The Ocean RaceVia verso est - buone prospettive per Team Malizia

Tatjana Pokorny

 · 05.02.2023

Lo skipper di "Malizia - Seaexplorer", Will Harris, ha di nuovo migliori prospettive per la seconda tappa.
Foto: Antoine Arriol/Team Malizia/The Ocean Race
Dalla notte del 5 febbraio, la flotta dell'Ocean Race ha finalmente fatto delle miglia verso est. Tuttavia, la posizione iniziale del Team Guyot a est non ha dato i suoi frutti questa volta. Lo skipper Robert Stanjek e il suo team sono scesi dal primo al quinto posto nel giro di un giorno. Allo stesso tempo, il Team Malizia ha raggiunto le barche di testa ad alta velocità.
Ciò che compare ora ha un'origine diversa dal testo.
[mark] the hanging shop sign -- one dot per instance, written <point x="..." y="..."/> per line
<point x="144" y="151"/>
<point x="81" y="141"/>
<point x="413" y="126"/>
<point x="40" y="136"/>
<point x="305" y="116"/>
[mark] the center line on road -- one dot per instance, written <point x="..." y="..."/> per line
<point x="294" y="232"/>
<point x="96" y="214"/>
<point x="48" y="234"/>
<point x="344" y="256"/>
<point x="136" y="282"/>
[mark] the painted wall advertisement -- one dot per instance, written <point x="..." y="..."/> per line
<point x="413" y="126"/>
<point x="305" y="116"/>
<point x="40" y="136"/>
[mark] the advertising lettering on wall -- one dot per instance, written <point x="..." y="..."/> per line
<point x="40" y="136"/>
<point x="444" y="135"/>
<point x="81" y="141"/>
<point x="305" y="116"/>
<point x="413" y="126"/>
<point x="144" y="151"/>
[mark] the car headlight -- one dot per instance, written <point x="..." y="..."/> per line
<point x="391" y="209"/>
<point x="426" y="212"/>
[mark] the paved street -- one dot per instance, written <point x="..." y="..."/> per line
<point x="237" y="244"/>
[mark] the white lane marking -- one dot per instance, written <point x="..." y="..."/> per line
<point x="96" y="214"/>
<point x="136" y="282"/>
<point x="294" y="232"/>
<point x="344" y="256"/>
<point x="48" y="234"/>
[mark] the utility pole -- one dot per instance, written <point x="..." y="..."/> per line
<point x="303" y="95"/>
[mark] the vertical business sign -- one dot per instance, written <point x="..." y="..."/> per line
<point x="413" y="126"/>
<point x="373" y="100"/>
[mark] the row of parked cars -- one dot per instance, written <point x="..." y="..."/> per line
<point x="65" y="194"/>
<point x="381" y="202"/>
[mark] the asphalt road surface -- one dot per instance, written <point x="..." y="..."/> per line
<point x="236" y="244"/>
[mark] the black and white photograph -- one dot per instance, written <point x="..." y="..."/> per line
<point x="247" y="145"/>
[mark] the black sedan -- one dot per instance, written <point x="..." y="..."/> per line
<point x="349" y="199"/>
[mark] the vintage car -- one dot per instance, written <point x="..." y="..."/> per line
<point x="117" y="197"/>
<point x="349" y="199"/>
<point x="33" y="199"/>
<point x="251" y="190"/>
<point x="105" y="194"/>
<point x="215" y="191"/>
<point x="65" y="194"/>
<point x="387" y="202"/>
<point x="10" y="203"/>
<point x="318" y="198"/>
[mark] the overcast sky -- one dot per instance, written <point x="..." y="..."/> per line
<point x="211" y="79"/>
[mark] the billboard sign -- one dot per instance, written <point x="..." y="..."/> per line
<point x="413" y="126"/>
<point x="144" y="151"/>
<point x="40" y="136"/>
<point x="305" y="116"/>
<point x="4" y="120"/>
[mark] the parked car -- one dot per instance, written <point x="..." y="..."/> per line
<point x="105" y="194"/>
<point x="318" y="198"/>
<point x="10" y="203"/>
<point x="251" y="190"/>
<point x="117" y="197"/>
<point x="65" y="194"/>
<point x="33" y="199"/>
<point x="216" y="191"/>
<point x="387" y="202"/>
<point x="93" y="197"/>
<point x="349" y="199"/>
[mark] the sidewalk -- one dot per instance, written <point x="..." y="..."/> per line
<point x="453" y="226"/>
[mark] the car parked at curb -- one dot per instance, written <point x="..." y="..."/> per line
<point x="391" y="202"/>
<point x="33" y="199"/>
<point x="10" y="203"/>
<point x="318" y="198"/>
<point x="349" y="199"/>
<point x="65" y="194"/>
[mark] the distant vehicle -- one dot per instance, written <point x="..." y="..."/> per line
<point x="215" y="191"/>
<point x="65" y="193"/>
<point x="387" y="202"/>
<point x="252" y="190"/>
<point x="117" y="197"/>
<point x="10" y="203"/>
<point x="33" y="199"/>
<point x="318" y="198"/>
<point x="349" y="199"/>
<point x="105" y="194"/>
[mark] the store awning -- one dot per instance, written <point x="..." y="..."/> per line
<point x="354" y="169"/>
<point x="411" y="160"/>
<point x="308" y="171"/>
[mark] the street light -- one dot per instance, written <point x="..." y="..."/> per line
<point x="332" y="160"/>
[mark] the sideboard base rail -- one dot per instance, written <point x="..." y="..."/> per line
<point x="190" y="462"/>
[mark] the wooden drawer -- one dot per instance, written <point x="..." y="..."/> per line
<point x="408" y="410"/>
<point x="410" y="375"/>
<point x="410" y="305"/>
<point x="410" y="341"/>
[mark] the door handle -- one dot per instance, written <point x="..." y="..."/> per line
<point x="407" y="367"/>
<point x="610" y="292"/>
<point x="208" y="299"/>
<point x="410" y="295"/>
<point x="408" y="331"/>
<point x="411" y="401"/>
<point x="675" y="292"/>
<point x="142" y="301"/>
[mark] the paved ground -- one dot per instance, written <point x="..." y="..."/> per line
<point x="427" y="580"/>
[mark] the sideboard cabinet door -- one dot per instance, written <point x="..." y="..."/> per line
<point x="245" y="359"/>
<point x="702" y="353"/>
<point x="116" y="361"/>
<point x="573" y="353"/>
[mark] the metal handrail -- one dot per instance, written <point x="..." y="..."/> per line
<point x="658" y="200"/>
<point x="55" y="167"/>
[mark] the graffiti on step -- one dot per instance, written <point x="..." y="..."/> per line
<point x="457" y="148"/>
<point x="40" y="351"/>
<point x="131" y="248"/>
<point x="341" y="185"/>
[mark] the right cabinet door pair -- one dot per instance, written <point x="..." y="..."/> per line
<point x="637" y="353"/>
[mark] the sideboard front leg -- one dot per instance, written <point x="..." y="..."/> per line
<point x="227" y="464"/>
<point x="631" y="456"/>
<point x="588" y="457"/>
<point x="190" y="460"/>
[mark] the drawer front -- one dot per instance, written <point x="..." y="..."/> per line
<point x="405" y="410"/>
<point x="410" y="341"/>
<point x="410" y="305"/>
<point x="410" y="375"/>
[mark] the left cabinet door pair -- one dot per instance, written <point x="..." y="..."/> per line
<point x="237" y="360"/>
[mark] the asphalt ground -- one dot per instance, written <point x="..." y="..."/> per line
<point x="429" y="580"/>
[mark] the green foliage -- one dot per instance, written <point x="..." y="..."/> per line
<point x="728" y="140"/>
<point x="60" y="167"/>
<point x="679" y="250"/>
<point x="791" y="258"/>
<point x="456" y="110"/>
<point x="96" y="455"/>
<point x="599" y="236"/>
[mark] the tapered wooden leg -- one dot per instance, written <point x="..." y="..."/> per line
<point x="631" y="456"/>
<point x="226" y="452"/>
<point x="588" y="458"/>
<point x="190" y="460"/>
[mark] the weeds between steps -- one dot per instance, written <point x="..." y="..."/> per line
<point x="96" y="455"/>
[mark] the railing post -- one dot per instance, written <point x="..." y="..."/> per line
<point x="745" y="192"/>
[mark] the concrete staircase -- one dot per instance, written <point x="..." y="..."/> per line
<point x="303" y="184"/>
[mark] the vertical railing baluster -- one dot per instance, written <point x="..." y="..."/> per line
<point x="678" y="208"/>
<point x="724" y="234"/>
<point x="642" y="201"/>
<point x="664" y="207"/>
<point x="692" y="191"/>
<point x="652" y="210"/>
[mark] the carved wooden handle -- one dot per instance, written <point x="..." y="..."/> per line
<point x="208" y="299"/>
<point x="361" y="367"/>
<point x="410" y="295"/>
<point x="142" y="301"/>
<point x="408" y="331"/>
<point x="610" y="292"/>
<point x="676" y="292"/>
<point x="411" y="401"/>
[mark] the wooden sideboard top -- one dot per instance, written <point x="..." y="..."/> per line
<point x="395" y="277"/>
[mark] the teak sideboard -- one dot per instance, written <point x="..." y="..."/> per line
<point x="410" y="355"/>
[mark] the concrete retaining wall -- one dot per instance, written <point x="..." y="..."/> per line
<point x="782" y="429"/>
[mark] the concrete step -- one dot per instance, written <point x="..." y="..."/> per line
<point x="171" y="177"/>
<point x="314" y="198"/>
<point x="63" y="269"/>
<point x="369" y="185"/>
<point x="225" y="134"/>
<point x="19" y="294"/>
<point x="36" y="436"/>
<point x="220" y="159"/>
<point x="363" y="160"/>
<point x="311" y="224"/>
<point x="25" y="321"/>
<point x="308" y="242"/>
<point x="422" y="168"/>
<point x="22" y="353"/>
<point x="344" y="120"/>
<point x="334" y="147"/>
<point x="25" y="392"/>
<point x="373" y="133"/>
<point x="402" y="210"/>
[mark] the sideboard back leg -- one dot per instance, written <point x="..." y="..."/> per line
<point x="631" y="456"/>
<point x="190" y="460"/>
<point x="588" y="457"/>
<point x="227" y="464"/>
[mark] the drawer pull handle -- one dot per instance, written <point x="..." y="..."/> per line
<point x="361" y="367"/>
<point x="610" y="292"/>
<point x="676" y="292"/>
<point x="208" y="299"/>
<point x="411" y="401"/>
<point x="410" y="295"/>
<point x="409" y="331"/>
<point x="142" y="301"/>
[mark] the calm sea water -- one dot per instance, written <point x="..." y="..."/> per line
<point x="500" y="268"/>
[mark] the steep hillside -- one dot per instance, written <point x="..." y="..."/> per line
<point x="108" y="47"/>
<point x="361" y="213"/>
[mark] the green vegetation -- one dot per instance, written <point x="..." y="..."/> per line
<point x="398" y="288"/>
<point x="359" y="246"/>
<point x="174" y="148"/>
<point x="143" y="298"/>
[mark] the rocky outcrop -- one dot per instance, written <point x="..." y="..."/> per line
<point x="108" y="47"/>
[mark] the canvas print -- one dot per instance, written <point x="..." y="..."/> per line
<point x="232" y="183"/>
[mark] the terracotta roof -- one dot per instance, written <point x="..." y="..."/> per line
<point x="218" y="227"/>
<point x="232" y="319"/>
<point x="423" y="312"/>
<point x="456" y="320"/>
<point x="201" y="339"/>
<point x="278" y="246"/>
Non ci sarà da annoiarsi nella seconda tappa dell'Ocean Race. La battaglia per la vittoria e i posti sul podio della seconda tappa continua senza sosta. La classifica è cambiata più volte nelle ultime 24 ore. Una sola cosa è chiara: il secondo tentativo di Team Guyot di sfondare a est non ha avuto successo. Lo skipper Robert Stanjek, il navigatore Sébastien Simon, Anne-Claire le Berre e Phillip Kasüske hanno dovuto raggiungere la coda della flotta che è passata in fretta. Nel pomeriggio dell'undicesimo giorno di navigazione, il quartetto franco-tedesco era a 113 miglia nautiche dai nuovi leader del Team 11th Hour Racing.

Il Team Malizia è il vincitore del chilometraggio delle ultime 24 ore

Anche lo scoppio del grande spinnaker ha contribuito a questo nuovo scenario. La rottura ha anche rallentato Guyot Environnement - Team Europe. La situazione a bordo di "Malizia - Seaexplorer" è completamente diversa. Lo skipper Will Harris, il navigatore Nico Lunven, Rosalin Kuiper e Yann Eliès stanno assaporando la bella sensazione di aver quasi annullato il distacco di oltre 220 miglia nautiche sull'autostrada occidentale verso sud, così doloroso due giorni fa. L'equipaggio ci sperava. Tuttavia, il gigantesco balzo in avanti è impressionante.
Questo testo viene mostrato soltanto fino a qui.